The strength of the full-chain XDC one-stop platform supports the definitive growth of order volume and customer stickiness.
① The company is one of the few XDC outsourced service providers in the world with full R/D/M chain capabilities. The “end-to-end” business model has enabled the customer coverage to expand continuously: the company's cumulative number of customers has grown rapidly from 345 in 2022 to 419 in 2024. ② The “Empower, Follow, and Win Molecules” strategy enhances customer stickiness and ensures the transformation of more early-stage projects to late-stage projects. In the first half of 2024, about 41 projects went from the early stage to the late iCMC. The late-stage projects will last a long time and are expensive, and are expected to bring more benefits to the company.
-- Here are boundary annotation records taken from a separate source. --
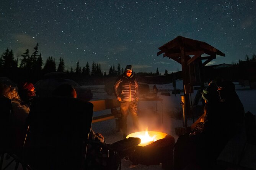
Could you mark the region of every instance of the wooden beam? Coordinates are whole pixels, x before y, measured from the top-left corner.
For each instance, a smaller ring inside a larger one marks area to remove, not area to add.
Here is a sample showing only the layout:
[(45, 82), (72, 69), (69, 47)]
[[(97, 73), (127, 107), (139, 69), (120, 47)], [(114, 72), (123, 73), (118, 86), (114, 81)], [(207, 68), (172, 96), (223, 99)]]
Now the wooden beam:
[(186, 56), (190, 56), (191, 55), (202, 55), (204, 54), (203, 51), (195, 51), (186, 52), (185, 53), (185, 55)]
[(165, 54), (164, 54), (164, 55), (167, 56), (169, 57), (180, 57), (181, 56), (181, 53), (165, 53)]
[(164, 52), (163, 51), (163, 50), (161, 50), (160, 51), (158, 52), (157, 52), (157, 56), (163, 54), (163, 53), (164, 53)]
[(169, 57), (169, 58), (171, 59), (173, 59), (173, 60), (174, 61), (179, 63), (181, 64), (181, 61), (180, 58), (179, 59), (178, 58), (172, 58), (172, 57)]
[(196, 60), (196, 59), (198, 58), (199, 57), (200, 57), (201, 56), (201, 55), (202, 54), (198, 53), (197, 55), (195, 55), (190, 59), (189, 59), (188, 61), (187, 62), (187, 66), (189, 64), (192, 63), (193, 61)]
[[(204, 54), (203, 51), (189, 51), (185, 53), (185, 56), (190, 56), (191, 55), (201, 55)], [(180, 53), (170, 53), (169, 52), (166, 52), (164, 55), (164, 56), (168, 56), (169, 57), (177, 57), (181, 56)]]
[(212, 58), (212, 56), (204, 56), (204, 57), (201, 57), (201, 59), (202, 60), (203, 59), (208, 59), (209, 58)]
[(209, 59), (205, 61), (205, 62), (204, 62), (202, 64), (204, 66), (205, 66), (205, 65), (207, 64), (208, 63), (209, 63), (209, 62), (210, 62), (212, 60), (214, 59), (212, 58), (212, 59)]

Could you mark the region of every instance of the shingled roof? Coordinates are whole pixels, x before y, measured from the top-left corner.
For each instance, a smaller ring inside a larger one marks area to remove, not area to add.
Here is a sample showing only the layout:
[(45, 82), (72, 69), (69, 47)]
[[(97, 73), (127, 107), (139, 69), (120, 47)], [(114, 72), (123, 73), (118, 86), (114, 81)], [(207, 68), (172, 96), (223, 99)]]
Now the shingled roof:
[[(182, 46), (184, 47), (187, 65), (203, 54), (209, 55), (209, 56), (201, 57), (201, 60), (207, 60), (202, 63), (204, 66), (216, 58), (216, 55), (225, 56), (225, 54), (205, 42), (181, 36), (178, 36), (159, 47), (158, 49), (160, 51), (157, 53), (157, 55), (165, 53), (164, 57), (168, 57), (181, 64), (181, 47)], [(194, 56), (192, 57), (189, 56), (192, 55)]]

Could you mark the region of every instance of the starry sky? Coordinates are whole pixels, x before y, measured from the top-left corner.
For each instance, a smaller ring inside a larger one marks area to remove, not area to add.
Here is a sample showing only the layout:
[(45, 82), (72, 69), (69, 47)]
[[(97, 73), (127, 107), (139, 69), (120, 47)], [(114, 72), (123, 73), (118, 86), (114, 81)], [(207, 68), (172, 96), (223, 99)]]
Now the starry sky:
[(180, 35), (225, 53), (210, 64), (236, 63), (256, 53), (256, 0), (0, 0), (0, 53), (31, 54), (38, 42), (44, 63), (61, 57), (66, 69), (95, 61), (107, 73), (119, 63), (163, 74), (181, 66), (158, 48)]

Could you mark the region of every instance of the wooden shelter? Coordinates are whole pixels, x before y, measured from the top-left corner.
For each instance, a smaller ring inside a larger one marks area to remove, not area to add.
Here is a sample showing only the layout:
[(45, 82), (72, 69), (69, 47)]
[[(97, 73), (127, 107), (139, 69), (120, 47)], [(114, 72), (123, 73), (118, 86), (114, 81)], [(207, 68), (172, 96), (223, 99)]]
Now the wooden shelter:
[[(158, 48), (159, 56), (170, 59), (181, 64), (184, 89), (185, 113), (183, 113), (184, 125), (187, 127), (186, 118), (190, 110), (189, 94), (192, 93), (193, 86), (200, 85), (204, 87), (202, 67), (216, 58), (216, 55), (225, 56), (225, 54), (207, 43), (179, 36)], [(202, 56), (205, 54), (208, 56)], [(202, 60), (206, 60), (202, 63)]]

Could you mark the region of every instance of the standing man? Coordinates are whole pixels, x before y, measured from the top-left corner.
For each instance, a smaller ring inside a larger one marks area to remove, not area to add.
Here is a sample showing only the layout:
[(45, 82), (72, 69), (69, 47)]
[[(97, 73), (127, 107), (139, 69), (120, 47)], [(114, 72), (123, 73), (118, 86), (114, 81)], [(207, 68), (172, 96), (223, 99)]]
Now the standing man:
[(120, 102), (122, 117), (119, 119), (120, 128), (124, 133), (123, 137), (127, 136), (127, 116), (130, 111), (134, 128), (139, 130), (137, 104), (139, 99), (139, 84), (134, 76), (131, 65), (127, 65), (124, 73), (117, 79), (114, 85), (116, 99)]

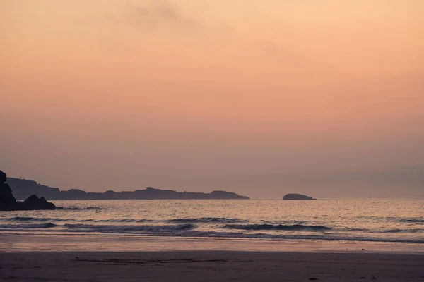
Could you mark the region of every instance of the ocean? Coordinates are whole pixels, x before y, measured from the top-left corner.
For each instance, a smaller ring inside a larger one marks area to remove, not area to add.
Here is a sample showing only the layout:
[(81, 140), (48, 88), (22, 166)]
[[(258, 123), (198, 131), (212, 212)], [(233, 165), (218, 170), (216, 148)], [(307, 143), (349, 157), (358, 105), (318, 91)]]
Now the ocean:
[(424, 244), (423, 200), (52, 201), (0, 212), (0, 234)]

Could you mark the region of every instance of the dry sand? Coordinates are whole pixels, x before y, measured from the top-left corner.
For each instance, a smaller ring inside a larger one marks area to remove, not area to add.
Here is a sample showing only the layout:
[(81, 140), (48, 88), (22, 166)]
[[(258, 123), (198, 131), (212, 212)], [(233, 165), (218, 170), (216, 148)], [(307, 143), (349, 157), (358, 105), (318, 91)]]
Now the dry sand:
[(424, 255), (188, 251), (0, 252), (10, 281), (424, 281)]

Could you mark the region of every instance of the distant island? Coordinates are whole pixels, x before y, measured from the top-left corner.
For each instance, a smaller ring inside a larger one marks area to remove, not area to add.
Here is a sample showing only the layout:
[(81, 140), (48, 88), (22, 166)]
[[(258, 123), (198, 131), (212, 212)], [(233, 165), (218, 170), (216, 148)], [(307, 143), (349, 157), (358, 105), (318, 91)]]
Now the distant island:
[(8, 178), (6, 183), (11, 186), (16, 199), (26, 199), (36, 194), (47, 200), (160, 200), (160, 199), (249, 199), (226, 191), (213, 191), (210, 193), (194, 192), (177, 192), (172, 190), (160, 190), (148, 187), (135, 191), (105, 192), (86, 192), (79, 189), (60, 190), (25, 179)]
[(283, 197), (283, 200), (317, 200), (312, 197), (309, 197), (301, 194), (287, 194)]

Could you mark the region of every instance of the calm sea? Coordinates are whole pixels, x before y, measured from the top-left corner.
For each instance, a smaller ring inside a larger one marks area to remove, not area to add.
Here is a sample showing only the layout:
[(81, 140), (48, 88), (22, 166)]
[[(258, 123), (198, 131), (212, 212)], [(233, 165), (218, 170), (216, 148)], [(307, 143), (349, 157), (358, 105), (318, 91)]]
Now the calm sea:
[(0, 212), (0, 233), (424, 243), (423, 200), (53, 201)]

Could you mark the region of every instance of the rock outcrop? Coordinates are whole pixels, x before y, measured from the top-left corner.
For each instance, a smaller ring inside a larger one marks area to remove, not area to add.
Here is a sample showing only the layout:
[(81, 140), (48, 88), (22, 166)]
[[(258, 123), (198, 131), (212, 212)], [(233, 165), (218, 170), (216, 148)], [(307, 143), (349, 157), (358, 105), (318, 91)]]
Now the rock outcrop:
[(26, 211), (35, 209), (55, 209), (53, 203), (47, 202), (44, 197), (39, 198), (35, 195), (23, 202), (16, 201), (6, 180), (6, 173), (0, 171), (0, 211)]
[(148, 187), (135, 191), (105, 192), (86, 192), (79, 189), (60, 190), (37, 183), (35, 181), (25, 179), (8, 178), (7, 183), (12, 188), (15, 197), (23, 200), (31, 195), (43, 196), (47, 200), (161, 200), (161, 199), (249, 199), (226, 191), (213, 191), (210, 193), (198, 192), (177, 192), (172, 190), (155, 189)]
[(312, 197), (300, 194), (287, 194), (283, 197), (283, 200), (317, 200)]

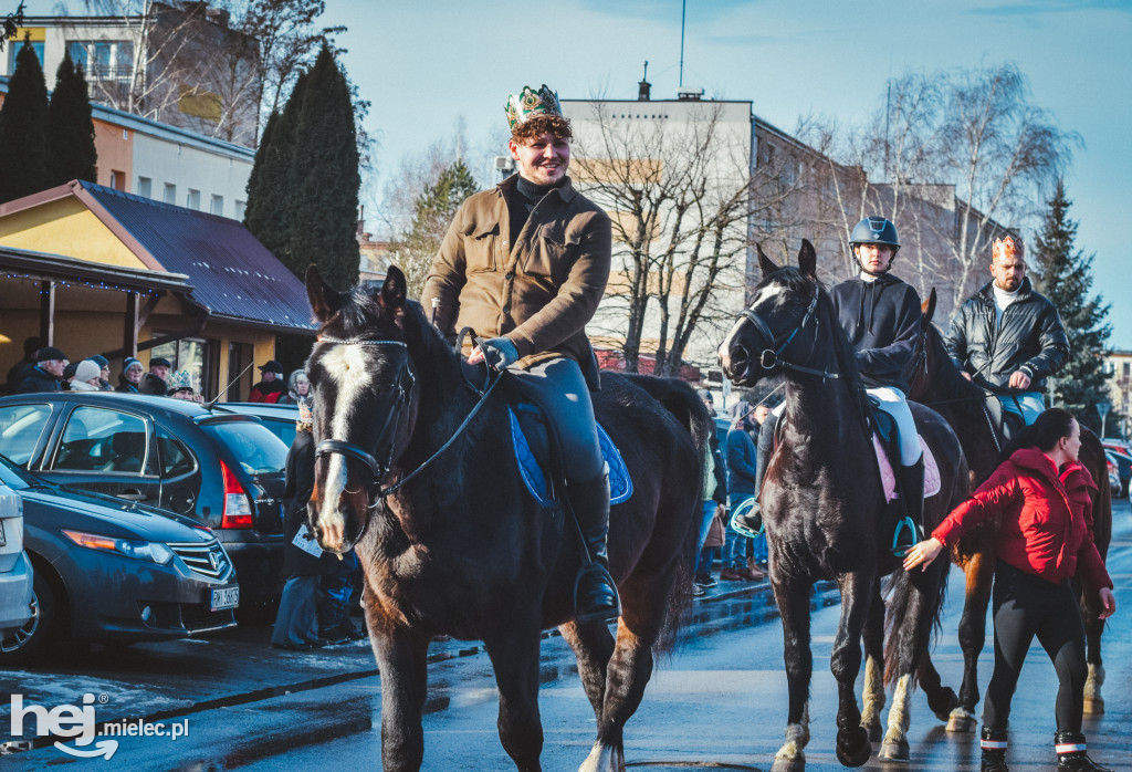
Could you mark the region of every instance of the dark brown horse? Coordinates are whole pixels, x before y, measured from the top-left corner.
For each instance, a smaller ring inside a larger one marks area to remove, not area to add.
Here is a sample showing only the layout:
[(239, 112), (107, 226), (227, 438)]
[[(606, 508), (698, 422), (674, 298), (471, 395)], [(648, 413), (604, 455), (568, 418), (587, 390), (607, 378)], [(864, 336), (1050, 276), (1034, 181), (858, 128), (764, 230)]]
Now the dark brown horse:
[[(871, 658), (883, 655), (877, 645), (884, 634), (880, 583), (891, 573), (897, 586), (889, 609), (893, 621), (886, 649), (893, 658), (897, 688), (882, 755), (907, 761), (912, 676), (937, 620), (946, 566), (906, 573), (892, 556), (898, 511), (885, 500), (866, 428), (864, 387), (833, 303), (817, 281), (813, 246), (803, 241), (798, 268), (779, 267), (762, 250), (758, 256), (763, 280), (751, 308), (720, 346), (720, 360), (723, 372), (739, 386), (772, 375), (782, 375), (787, 381), (781, 437), (762, 489), (790, 700), (787, 741), (773, 771), (805, 769), (813, 671), (809, 598), (814, 583), (822, 578), (834, 580), (841, 591), (841, 620), (830, 661), (838, 681), (838, 760), (847, 766), (868, 761), (873, 717), (861, 715), (855, 681), (863, 635)], [(940, 466), (940, 492), (925, 501), (925, 523), (932, 527), (962, 500), (967, 465), (946, 422), (931, 410), (910, 408)], [(866, 674), (866, 680), (873, 680), (872, 688), (878, 686), (883, 702), (877, 676)]]
[(437, 634), (483, 641), (503, 746), (520, 770), (540, 769), (540, 631), (559, 625), (598, 718), (583, 769), (623, 770), (623, 729), (652, 649), (689, 594), (706, 410), (687, 384), (667, 379), (604, 375), (594, 395), (633, 480), (610, 513), (615, 641), (604, 623), (572, 621), (581, 559), (564, 532), (572, 523), (521, 481), (503, 389), (480, 398), (469, 379), (483, 371), (406, 301), (404, 275), (391, 267), (379, 292), (340, 294), (312, 268), (307, 291), (320, 325), (307, 363), (319, 452), (310, 521), (324, 549), (357, 547), (366, 573), (385, 769), (421, 766), (426, 651)]
[[(921, 308), (920, 338), (917, 355), (906, 375), (911, 387), (909, 398), (928, 405), (951, 424), (959, 436), (971, 470), (971, 489), (977, 487), (1000, 461), (1005, 445), (1001, 427), (987, 409), (987, 401), (996, 397), (962, 376), (947, 355), (943, 335), (932, 323), (935, 315), (935, 290)], [(1092, 473), (1098, 492), (1092, 503), (1094, 538), (1101, 557), (1108, 552), (1113, 534), (1112, 492), (1108, 489), (1108, 466), (1100, 440), (1089, 429), (1081, 428), (1081, 463)], [(963, 680), (959, 692), (959, 706), (947, 720), (950, 731), (972, 731), (976, 726), (975, 705), (979, 701), (978, 659), (986, 638), (987, 603), (994, 577), (994, 534), (983, 529), (959, 541), (951, 551), (951, 559), (967, 575), (967, 598), (959, 623), (959, 643), (963, 650)], [(1100, 634), (1104, 621), (1098, 618), (1097, 599), (1082, 593), (1081, 614), (1088, 642), (1089, 678), (1086, 684), (1086, 713), (1104, 713), (1100, 695), (1104, 666), (1100, 659)], [(929, 700), (946, 700), (940, 677), (931, 662), (925, 662), (920, 684)]]

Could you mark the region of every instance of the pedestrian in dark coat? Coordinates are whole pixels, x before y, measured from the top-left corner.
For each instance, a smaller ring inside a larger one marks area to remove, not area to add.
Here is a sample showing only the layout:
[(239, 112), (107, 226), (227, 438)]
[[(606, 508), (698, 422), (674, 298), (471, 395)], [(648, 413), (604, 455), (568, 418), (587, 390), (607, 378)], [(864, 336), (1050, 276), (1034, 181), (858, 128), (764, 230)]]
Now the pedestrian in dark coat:
[(311, 435), (310, 402), (299, 404), (298, 431), (286, 454), (283, 490), (283, 573), (286, 584), (280, 599), (272, 645), (291, 651), (309, 651), (323, 645), (318, 637), (318, 578), (321, 549), (307, 526), (307, 504), (315, 490), (315, 438)]
[(54, 346), (45, 345), (35, 355), (35, 367), (26, 370), (23, 380), (16, 386), (16, 394), (63, 391), (66, 369), (67, 355)]

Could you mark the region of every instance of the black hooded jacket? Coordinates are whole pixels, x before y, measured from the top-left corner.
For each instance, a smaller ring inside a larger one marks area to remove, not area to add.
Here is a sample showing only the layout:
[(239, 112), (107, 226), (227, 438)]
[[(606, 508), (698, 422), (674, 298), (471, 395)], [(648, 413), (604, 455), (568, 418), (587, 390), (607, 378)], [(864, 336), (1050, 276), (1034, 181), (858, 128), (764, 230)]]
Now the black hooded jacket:
[(1061, 315), (1049, 300), (1022, 280), (1018, 298), (996, 324), (993, 282), (972, 294), (951, 320), (944, 341), (955, 367), (971, 374), (980, 386), (1002, 392), (1010, 376), (1021, 370), (1030, 376), (1029, 392), (1044, 392), (1046, 378), (1069, 359), (1069, 338)]
[(920, 300), (910, 285), (892, 274), (866, 282), (859, 276), (830, 292), (838, 320), (857, 352), (857, 369), (866, 386), (893, 386), (904, 394), (904, 367), (920, 328)]

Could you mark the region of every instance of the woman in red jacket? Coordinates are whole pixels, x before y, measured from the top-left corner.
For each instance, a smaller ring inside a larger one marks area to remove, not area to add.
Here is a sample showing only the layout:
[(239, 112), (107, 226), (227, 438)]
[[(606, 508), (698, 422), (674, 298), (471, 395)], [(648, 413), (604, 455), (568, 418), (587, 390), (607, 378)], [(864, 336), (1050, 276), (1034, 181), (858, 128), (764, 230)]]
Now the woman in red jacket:
[[(1014, 449), (967, 501), (916, 544), (904, 568), (927, 567), (971, 529), (997, 523), (994, 580), (994, 675), (983, 704), (984, 772), (1006, 772), (1006, 724), (1030, 643), (1038, 642), (1057, 671), (1057, 769), (1112, 772), (1086, 753), (1084, 627), (1069, 580), (1097, 593), (1107, 618), (1116, 610), (1113, 582), (1092, 543), (1089, 490), (1096, 484), (1077, 460), (1081, 429), (1061, 409), (1041, 413)], [(1007, 452), (1011, 449), (1007, 448)]]

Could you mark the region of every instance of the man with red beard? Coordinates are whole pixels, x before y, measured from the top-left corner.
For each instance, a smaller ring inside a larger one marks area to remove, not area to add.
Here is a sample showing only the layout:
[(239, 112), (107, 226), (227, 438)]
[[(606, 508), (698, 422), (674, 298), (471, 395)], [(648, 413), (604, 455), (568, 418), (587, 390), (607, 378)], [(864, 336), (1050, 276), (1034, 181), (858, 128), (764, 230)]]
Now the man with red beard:
[(421, 303), (441, 333), (471, 327), (487, 338), (468, 361), (506, 369), (556, 428), (566, 497), (592, 558), (577, 582), (580, 621), (619, 612), (608, 571), (609, 475), (590, 391), (600, 387), (585, 334), (609, 278), (609, 216), (578, 194), (569, 121), (558, 96), (524, 86), (507, 101), (517, 174), (471, 196), (445, 237)]

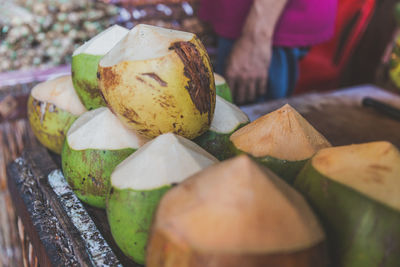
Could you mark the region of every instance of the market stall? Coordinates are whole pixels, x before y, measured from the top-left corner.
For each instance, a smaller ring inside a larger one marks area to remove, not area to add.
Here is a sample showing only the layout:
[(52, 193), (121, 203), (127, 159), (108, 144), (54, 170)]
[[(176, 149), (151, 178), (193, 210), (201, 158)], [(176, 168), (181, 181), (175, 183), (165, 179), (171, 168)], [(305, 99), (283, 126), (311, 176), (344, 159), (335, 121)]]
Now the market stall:
[(198, 1), (0, 8), (0, 266), (397, 266), (389, 79), (236, 106)]

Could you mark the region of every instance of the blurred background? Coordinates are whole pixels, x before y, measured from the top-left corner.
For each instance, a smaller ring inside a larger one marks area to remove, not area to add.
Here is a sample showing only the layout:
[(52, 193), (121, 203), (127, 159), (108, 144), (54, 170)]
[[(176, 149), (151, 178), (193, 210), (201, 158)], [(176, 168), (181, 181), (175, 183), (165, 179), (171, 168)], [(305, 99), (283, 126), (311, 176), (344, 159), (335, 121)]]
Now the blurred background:
[[(400, 79), (391, 76), (400, 66), (398, 3), (339, 0), (335, 34), (313, 46), (300, 62), (294, 93), (366, 83), (400, 92), (396, 87)], [(146, 23), (196, 33), (214, 61), (216, 35), (197, 17), (199, 4), (199, 0), (0, 0), (0, 266), (35, 266), (27, 260), (33, 249), (25, 246), (29, 242), (17, 229), (6, 190), (5, 166), (20, 154), (29, 132), (25, 120), (15, 120), (26, 110), (12, 113), (13, 107), (25, 103), (34, 84), (69, 73), (74, 49), (113, 24), (132, 28)]]

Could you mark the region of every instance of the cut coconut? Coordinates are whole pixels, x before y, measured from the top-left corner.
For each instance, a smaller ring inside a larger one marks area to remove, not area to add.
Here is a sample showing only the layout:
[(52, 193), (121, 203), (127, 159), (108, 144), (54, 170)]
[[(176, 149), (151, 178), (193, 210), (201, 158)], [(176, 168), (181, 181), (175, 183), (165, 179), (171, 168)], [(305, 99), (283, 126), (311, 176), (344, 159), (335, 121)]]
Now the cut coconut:
[(325, 148), (296, 178), (327, 231), (333, 266), (400, 262), (400, 152), (388, 142)]
[(38, 84), (28, 99), (27, 113), (33, 133), (40, 143), (58, 154), (69, 127), (85, 111), (71, 76)]
[(146, 141), (108, 108), (86, 112), (67, 133), (61, 154), (64, 176), (82, 201), (105, 208), (111, 172)]
[(113, 25), (75, 49), (72, 56), (77, 56), (79, 54), (104, 56), (111, 48), (121, 41), (128, 32), (129, 30), (124, 27)]
[(97, 67), (100, 59), (127, 33), (127, 29), (114, 25), (74, 51), (71, 64), (72, 80), (79, 98), (87, 109), (106, 105), (97, 83)]
[(86, 111), (75, 92), (70, 75), (36, 85), (31, 95), (37, 101), (53, 104), (73, 115), (79, 116)]
[(74, 150), (117, 150), (141, 147), (147, 138), (126, 128), (106, 107), (86, 112), (68, 131), (68, 143)]
[(121, 250), (144, 263), (153, 214), (176, 183), (217, 162), (201, 147), (172, 133), (160, 135), (118, 165), (107, 200), (111, 233)]
[(312, 165), (322, 175), (400, 211), (400, 153), (388, 142), (333, 147)]
[(240, 156), (192, 176), (163, 197), (147, 266), (321, 267), (323, 242), (303, 197)]
[(288, 182), (305, 162), (330, 143), (286, 104), (231, 135), (234, 146), (250, 154)]
[(193, 141), (219, 160), (230, 158), (236, 149), (229, 137), (248, 122), (249, 118), (240, 108), (217, 95), (210, 129)]
[(174, 53), (174, 50), (170, 49), (171, 44), (189, 42), (193, 38), (195, 35), (190, 32), (139, 24), (100, 61), (100, 64), (103, 67), (112, 67), (123, 61), (161, 58)]
[(137, 25), (100, 60), (98, 74), (107, 105), (142, 135), (193, 139), (211, 124), (214, 76), (192, 33)]
[(217, 95), (232, 103), (232, 93), (225, 78), (221, 75), (214, 73), (215, 90)]
[(192, 141), (169, 133), (147, 143), (118, 165), (111, 181), (119, 189), (152, 190), (180, 183), (215, 162), (216, 158)]
[(249, 122), (247, 115), (236, 105), (229, 103), (220, 96), (216, 97), (214, 118), (210, 131), (231, 134), (241, 124)]

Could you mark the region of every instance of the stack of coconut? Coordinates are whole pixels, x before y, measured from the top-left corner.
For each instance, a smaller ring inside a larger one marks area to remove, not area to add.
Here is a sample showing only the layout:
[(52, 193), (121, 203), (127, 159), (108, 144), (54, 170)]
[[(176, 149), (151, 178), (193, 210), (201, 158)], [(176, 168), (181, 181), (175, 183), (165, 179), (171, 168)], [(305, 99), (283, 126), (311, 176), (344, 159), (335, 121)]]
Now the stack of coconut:
[(32, 90), (28, 115), (138, 263), (399, 266), (396, 147), (332, 148), (289, 105), (249, 123), (221, 96), (194, 34), (113, 26), (74, 52), (72, 77)]

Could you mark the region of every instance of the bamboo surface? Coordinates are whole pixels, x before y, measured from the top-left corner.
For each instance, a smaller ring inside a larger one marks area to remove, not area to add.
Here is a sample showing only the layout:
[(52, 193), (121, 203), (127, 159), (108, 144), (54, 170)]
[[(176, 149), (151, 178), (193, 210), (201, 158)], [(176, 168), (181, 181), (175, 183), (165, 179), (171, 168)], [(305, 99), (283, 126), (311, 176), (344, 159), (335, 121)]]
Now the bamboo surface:
[(26, 119), (0, 123), (0, 266), (37, 266), (33, 247), (16, 218), (6, 176), (7, 164), (34, 144), (36, 140)]

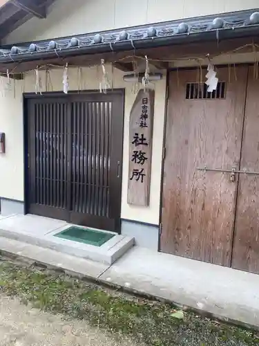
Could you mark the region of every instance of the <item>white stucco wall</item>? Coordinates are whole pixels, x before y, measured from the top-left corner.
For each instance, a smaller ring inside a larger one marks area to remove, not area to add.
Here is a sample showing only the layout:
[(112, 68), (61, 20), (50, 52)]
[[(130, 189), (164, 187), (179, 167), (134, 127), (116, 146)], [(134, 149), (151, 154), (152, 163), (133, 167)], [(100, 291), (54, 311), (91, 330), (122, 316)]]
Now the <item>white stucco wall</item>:
[(46, 19), (33, 18), (7, 43), (45, 39), (158, 21), (248, 10), (258, 0), (56, 0)]
[[(107, 66), (107, 71), (111, 70)], [(42, 80), (45, 80), (45, 73), (41, 72)], [(50, 71), (53, 91), (62, 90), (63, 70)], [(98, 89), (100, 70), (98, 68), (84, 69), (84, 89)], [(152, 171), (151, 183), (151, 201), (148, 208), (133, 207), (127, 203), (127, 187), (128, 174), (128, 124), (129, 114), (135, 94), (132, 90), (131, 83), (124, 83), (123, 73), (114, 70), (113, 87), (125, 88), (125, 118), (124, 134), (124, 155), (122, 170), (122, 218), (158, 224), (160, 210), (160, 194), (161, 165), (162, 154), (163, 127), (165, 104), (165, 78), (153, 85), (155, 91), (154, 131), (152, 156)], [(3, 78), (6, 82), (6, 78)], [(69, 70), (70, 89), (77, 90), (77, 69)], [(0, 196), (2, 197), (23, 200), (23, 104), (22, 91), (34, 92), (35, 75), (32, 73), (26, 77), (23, 82), (15, 82), (15, 98), (14, 85), (12, 90), (0, 95), (0, 131), (6, 133), (6, 154), (0, 154)], [(0, 84), (0, 91), (2, 85)], [(43, 90), (45, 86), (43, 85)]]

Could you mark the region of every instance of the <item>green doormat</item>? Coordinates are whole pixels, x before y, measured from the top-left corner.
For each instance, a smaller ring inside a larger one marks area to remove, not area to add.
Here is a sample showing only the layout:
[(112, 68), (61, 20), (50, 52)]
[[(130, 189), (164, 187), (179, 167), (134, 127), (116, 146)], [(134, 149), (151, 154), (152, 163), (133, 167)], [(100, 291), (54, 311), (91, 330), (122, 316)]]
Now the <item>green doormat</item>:
[(72, 226), (66, 228), (59, 233), (55, 235), (58, 238), (66, 239), (78, 242), (79, 243), (88, 244), (95, 246), (101, 246), (110, 240), (115, 235), (106, 233), (99, 230), (90, 228), (83, 228), (81, 227)]

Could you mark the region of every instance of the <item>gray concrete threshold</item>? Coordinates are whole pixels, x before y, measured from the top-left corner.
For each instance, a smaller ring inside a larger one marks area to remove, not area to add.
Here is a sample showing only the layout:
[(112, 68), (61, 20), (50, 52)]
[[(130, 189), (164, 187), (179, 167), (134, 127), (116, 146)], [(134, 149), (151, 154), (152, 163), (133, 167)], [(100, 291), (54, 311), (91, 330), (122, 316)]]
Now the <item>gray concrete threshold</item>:
[(111, 266), (0, 237), (0, 249), (259, 327), (259, 275), (135, 246)]
[[(101, 246), (61, 239), (55, 235), (71, 226), (66, 221), (47, 217), (17, 214), (0, 217), (0, 237), (36, 245), (72, 256), (110, 265), (134, 244), (134, 238), (113, 233)], [(112, 232), (103, 231), (108, 233)]]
The three major bases in Wuxi, Changzhou, and Shanghai have empowered the “one-hour” service circle, and momentum can be expected. ① With the gradual commissioning of new production capacity in Wuxi, the company is expected to replace outsourced procurement with in-house antibodies, connectors and payloads to help increase gross margin. ② Production capacity in Singapore will also be put into operation at the end of 2025 to meet the demand for overseas orders in the future.
Profit forecasts, valuations, and ratings
We forecast that in 2024/2025/2026, the company will achieve operating income of 3.34 billion/4.82 billion/6.38 billion yuan, a year-on-year increase of 57.5%/44.0%/32.6%, and net profit to mother of 0.72 billion/1.04 billion yuan, an increase of 152%/45%/37% year-on-year. Based on the DCF model valuation, the target price is HK$31.25/share. First coverage, giving a “buy” rating.
Risk warning
ADC/XDC pharmaceutical industry development falls short of expectations risk; risk of declining outsourcing rate; risk of increased competition; related transactions account for high risk; risk of policy uncertainty.